Kids these days! And yesterday, and the day before, and 20 years ago, and a hundred years ago, and probably a thousand years ago too. Also most likely far into the future as long as kids exist. They will always give in to the same urges, and one of those is to deface your textbook. One difference from then and now is that textbooks used to be passed on within the family, so you get siblings or cousins using the same book, with multiple names and dates written in them. It seems the newest owner made their mark, and if so inclined, went on to do their own scribbling and poetry-writing within. Here are some examples from my own collection of antique textbooks ranging from the 1800’s to 1920.
First we have Personal Hygiene, a text copyrighted 1913. It was owned by a “Jesse M. Balmer” of Beaver(farm? you tell me, pic below), Ohio in 1918.
Jesse either was quite bored in school or at home. He had some great limericks to record in the back of his book. Here they are as presented, and I will recreate them below (all [sic], I did not make any grammar corrections.):
“Times are hard
girls are plenty
Don’t get married
Before your twenty”
“KAISER bill went up the hill to take a shot at france.
Kaiser Bill came down the hill with bullets in his pance.”
“I wish I had a nickle
I wish I had a dime
I wish I had a girl
I’d kiss her all the time.”
“you I loved when first we met
you I loved & love you yet
you I love & shall love forever
you may change but I will never.”
D’awwwwww, thanks Jesse. By the way, I wonder if Jesse noticed this picture in the book, which although it professes to show proper rain gear, it seems that this kid is walking one of those invisible-dog joke leash things. Did those even exist back then? Is Rain-man(boy?) here a time traveler?

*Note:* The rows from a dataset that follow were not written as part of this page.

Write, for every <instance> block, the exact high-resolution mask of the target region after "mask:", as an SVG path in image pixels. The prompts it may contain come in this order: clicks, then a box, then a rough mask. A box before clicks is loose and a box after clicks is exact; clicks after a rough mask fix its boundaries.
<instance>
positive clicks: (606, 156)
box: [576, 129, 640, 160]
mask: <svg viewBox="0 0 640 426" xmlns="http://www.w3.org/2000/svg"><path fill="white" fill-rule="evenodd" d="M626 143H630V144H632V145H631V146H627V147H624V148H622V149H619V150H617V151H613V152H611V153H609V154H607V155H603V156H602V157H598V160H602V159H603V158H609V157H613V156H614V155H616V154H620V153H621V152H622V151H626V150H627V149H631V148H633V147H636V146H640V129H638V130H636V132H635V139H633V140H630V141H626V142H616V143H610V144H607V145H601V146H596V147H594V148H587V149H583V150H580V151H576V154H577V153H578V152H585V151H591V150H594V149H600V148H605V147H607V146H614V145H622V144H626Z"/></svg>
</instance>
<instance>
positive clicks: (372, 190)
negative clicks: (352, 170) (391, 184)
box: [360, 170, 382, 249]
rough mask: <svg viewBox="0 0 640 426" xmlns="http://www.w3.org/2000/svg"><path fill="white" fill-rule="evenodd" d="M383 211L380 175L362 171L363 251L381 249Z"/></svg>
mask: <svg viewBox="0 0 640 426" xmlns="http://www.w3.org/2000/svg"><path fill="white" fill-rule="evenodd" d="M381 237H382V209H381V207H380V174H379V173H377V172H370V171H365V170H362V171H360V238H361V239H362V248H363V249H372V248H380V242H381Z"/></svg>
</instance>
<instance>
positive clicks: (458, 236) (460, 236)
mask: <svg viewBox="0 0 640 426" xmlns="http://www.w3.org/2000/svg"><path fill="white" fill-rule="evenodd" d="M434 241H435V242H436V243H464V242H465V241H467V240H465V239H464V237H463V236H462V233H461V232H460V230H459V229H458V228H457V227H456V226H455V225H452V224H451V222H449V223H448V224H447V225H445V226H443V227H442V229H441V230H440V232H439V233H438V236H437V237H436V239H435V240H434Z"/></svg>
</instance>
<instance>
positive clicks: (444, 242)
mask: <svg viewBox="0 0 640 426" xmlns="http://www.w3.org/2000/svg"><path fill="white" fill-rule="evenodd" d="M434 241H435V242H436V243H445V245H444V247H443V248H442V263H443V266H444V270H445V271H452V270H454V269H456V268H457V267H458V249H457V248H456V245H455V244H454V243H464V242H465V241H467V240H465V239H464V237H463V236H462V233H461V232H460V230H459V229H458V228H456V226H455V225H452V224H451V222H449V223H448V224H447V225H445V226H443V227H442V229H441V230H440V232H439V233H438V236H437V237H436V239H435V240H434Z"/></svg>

Next up is a “Harper’s United States Readers” Third Reader. The copyright is 1872. That…..is 140 years ago. I can make out two names in this book, a James H. Stone and a Seri or Levi Kelley. If there was any address scribbled in, it is long lost.

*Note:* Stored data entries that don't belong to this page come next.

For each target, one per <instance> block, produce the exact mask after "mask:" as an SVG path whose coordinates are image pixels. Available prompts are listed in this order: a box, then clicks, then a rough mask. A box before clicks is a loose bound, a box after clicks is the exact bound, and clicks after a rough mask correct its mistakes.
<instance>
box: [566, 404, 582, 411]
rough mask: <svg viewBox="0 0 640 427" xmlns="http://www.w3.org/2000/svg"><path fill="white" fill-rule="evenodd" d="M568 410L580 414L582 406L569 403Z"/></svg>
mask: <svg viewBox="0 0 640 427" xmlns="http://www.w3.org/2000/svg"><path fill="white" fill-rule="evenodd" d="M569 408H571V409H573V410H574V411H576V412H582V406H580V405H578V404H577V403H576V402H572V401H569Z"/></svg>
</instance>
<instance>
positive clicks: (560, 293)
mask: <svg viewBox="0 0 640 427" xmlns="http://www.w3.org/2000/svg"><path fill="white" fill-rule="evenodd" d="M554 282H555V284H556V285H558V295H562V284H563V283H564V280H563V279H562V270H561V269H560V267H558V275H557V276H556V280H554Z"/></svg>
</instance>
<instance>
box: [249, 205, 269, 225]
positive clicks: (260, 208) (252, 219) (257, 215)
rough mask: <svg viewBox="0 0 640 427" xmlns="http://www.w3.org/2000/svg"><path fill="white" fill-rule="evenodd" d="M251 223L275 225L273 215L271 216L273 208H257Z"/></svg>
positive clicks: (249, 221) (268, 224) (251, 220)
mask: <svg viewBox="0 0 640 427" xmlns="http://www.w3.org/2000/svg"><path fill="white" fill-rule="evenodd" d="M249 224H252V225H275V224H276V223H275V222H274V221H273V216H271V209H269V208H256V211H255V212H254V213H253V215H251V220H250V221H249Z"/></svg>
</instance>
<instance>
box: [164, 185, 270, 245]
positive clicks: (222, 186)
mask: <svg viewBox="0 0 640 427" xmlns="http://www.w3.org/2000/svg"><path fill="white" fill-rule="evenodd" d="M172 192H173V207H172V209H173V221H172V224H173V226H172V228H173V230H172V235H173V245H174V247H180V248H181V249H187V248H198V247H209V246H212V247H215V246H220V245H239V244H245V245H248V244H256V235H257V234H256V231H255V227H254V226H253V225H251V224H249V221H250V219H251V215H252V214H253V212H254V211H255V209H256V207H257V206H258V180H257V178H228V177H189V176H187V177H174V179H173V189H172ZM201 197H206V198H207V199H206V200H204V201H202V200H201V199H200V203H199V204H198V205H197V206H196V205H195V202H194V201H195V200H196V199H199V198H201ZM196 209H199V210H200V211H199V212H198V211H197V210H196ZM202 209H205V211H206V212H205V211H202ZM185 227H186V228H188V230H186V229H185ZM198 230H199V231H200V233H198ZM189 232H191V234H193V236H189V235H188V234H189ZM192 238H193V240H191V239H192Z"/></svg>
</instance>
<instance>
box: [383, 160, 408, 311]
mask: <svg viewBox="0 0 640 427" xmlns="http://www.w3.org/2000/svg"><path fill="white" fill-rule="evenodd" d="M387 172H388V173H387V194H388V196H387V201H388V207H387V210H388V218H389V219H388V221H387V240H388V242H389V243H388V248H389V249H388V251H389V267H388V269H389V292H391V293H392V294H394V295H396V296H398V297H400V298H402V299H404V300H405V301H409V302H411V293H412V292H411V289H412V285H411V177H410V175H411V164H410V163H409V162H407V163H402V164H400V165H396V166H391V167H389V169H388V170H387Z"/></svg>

One of the two names in the book liked to put coins under the pages then rub them with graphite, which was a wonderful find. Someone also drew a couple stickmen that seem to be eating a dowsing rod.
A difficult-to-read poem on the backside of the first blank page reads, again, [sic]:
“When a girr have a man
and he a clipper
hit him over the head
with the heel of your Slipper”
The grammar is horrid, but I can’t argue with the sentiment, assuming a “clipper” was a jerk, and not just some random innocent barber.

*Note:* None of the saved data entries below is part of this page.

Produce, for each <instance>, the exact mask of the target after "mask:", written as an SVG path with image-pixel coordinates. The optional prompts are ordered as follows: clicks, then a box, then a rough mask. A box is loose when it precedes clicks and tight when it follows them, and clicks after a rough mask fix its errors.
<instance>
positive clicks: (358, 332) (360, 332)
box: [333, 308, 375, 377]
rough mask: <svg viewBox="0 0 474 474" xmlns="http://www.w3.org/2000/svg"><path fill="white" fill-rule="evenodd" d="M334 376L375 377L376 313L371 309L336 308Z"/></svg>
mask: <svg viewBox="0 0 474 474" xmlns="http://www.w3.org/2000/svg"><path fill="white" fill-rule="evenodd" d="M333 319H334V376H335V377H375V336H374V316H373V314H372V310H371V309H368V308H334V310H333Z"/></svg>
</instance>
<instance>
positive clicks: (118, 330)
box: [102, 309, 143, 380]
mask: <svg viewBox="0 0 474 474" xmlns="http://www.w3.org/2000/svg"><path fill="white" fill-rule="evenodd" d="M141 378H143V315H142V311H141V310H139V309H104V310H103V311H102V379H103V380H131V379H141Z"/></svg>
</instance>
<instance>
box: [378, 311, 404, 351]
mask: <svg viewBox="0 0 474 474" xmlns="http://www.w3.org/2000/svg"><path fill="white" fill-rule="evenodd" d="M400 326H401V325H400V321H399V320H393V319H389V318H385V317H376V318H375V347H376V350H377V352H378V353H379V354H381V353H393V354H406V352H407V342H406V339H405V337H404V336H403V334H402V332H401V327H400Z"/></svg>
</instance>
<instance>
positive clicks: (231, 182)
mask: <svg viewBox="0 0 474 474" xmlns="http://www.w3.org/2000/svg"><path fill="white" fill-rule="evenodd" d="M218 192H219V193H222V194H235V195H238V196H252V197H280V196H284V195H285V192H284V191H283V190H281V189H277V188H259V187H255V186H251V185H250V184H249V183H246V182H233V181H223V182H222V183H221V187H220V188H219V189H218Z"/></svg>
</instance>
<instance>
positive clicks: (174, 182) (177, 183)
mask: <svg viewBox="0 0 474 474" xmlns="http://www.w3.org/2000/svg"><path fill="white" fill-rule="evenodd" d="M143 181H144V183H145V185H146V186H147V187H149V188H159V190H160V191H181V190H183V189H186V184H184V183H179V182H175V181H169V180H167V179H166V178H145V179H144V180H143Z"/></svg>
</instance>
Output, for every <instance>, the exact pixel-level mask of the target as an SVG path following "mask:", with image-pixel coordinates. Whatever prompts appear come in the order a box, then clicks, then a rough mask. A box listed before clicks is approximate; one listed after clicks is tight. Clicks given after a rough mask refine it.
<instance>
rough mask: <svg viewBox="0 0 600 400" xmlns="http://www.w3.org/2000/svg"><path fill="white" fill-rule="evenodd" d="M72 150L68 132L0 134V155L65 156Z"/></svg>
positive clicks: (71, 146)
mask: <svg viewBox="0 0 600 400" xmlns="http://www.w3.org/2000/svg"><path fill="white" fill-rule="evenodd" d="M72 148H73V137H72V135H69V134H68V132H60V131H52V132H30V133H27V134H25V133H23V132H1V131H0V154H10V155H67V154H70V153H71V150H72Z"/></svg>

The back of the book gives us a lot of scribbles, and, mysteriously, what looks like “666” scrawled into the bottom right corner. Check it:
Bringing up the rear with a short and sweet entry, we have “Stoddard’s New Intellectual Arithmetic,” copyright 1849. It belonged to an Alex Crawford of Gardendale, Michigan.
He liked to write his name a lot, and left this common come-on on the first blank page:
“If my name you wish to see look on page 103.”
Well we all know how this one works. I turn to that page, it tells me to turn to another one, and another one, kind of a depressingly predictable Choose Your Own Adventure. So, let’s turn to page 103! Behold! Here it is:
Annnnnd……nothing. Except that maybe proof that ADHD is nothing new.